El próximo presidente de EU festeja su triunfo. ¡Yeeees! En eso comenzó a escucharse un canto celestial. El cielo brillaba esplendoroso. Del mismísimo agujero que acaba de ser penetrado, surgió una figura majestuosa, una mujer de color moreno y vestido brillante. Confundido Trump pensó que la mujer era una migrante de las que contrataba como parte de la servidumbre que se había puesto un vestido de Melania. Le iba a llamar la atención, cuando se percató que la mujer morena tenía el aspecto de noble doncella resplandeciente, como el arco iris, ella le hablaba y él entendía.
“Donald, Donaldito, el más pequeño y anaranjado de mis hijos” —dijo la mujer con ternura infinita. “Sabe y ten entendido que soy la madre de Dios creador del universo que personas como tú quieren destruir al no atender el cambio climático. Quiero que sepas que no construirás muro alguno. En su lugar deseo que se me erija un templo”. Conforme la señora hablabla Trump fue sintiéndose en una pesadilla de la que le costó trabajo despertar.
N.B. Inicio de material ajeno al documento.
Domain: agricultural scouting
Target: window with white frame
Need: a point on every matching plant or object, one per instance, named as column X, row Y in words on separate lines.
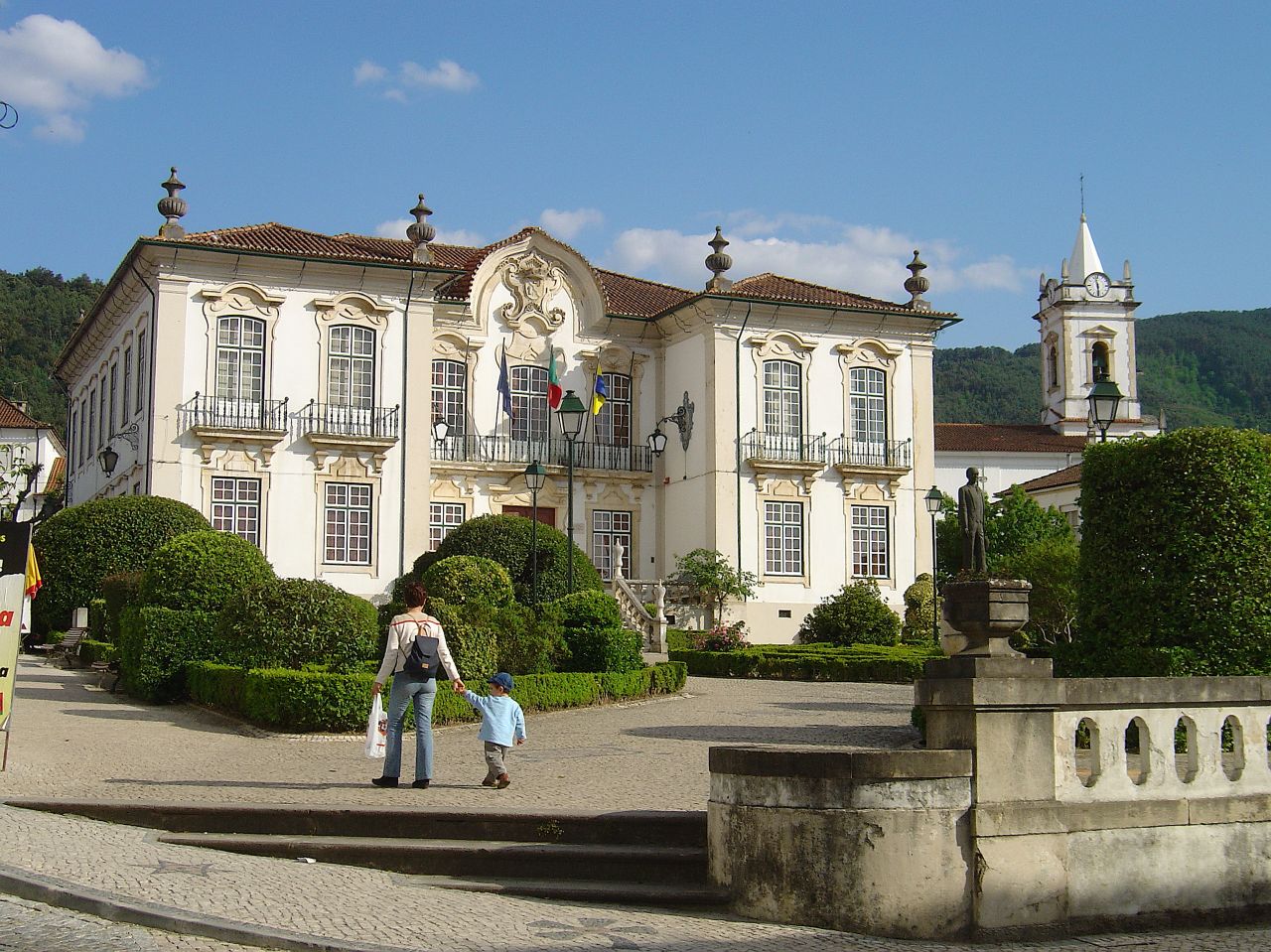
column 783, row 538
column 348, row 524
column 126, row 393
column 450, row 394
column 868, row 408
column 783, row 398
column 351, row 367
column 240, row 358
column 236, row 507
column 141, row 370
column 609, row 526
column 871, row 542
column 529, row 403
column 443, row 519
column 613, row 426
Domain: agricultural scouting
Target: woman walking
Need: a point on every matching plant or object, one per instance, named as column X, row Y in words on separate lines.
column 413, row 683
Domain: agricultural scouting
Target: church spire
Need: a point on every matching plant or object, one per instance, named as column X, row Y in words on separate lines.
column 1085, row 258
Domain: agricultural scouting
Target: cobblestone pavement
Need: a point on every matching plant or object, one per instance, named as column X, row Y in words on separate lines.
column 71, row 740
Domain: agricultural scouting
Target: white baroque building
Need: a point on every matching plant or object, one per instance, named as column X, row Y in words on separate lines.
column 289, row 385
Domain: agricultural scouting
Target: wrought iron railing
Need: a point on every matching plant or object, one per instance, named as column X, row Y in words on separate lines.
column 234, row 413
column 336, row 420
column 783, row 448
column 552, row 452
column 897, row 454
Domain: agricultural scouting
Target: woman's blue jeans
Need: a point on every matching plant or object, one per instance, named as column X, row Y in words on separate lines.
column 422, row 693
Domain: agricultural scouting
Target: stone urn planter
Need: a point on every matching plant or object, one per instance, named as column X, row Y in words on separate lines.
column 986, row 612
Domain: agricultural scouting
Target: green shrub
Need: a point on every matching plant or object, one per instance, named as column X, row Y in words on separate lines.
column 506, row 540
column 82, row 544
column 920, row 612
column 530, row 640
column 119, row 590
column 813, row 662
column 856, row 615
column 1174, row 575
column 157, row 642
column 472, row 635
column 203, row 571
column 304, row 701
column 296, row 621
column 588, row 609
column 462, row 579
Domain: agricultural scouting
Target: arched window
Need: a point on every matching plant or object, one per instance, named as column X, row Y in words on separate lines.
column 1099, row 361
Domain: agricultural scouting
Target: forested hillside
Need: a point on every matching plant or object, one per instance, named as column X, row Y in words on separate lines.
column 1201, row 367
column 39, row 309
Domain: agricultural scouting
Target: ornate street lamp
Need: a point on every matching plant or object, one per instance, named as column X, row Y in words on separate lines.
column 934, row 499
column 571, row 413
column 1103, row 398
column 534, row 478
Se había quedado dormido en su escritorio mientras elegía embajadores. Pensó en México. Se preguntó. ¿A quién mandaré? Se fijó en la fotografía de Ronald Johnson, excoronel de las Fuerzas Especiales del Ejército de Estados Unidos, exagente de la CIA, halcón republicano de mano dura. Decidió: Sí, quitaré al del sombrero y mandaré al que fuera boina verde.
Punto final
Salieron de un pueblo de Hidalgo, 200 peregrinos, rumbo a la Basílica de Guadalupe, para visitar a la Virgen en su día. Luego de tres horas de caminar, uno de ellos gritó: ¡Viva la Virgen de Guadalupe! Los demás respondieron: ¡Viva! A las 10 horas de camino, el mismo grito: ¡Viva la Virgen de Guadalupe! ¡Viva! respondieron los demás. Siguieron caminando toda la noche. Al amanecer se escucha al gritón: ¡Viva la Virgen de Guadalupe! Uno del grupo contestó: “Que viva… pero no tan lejos”.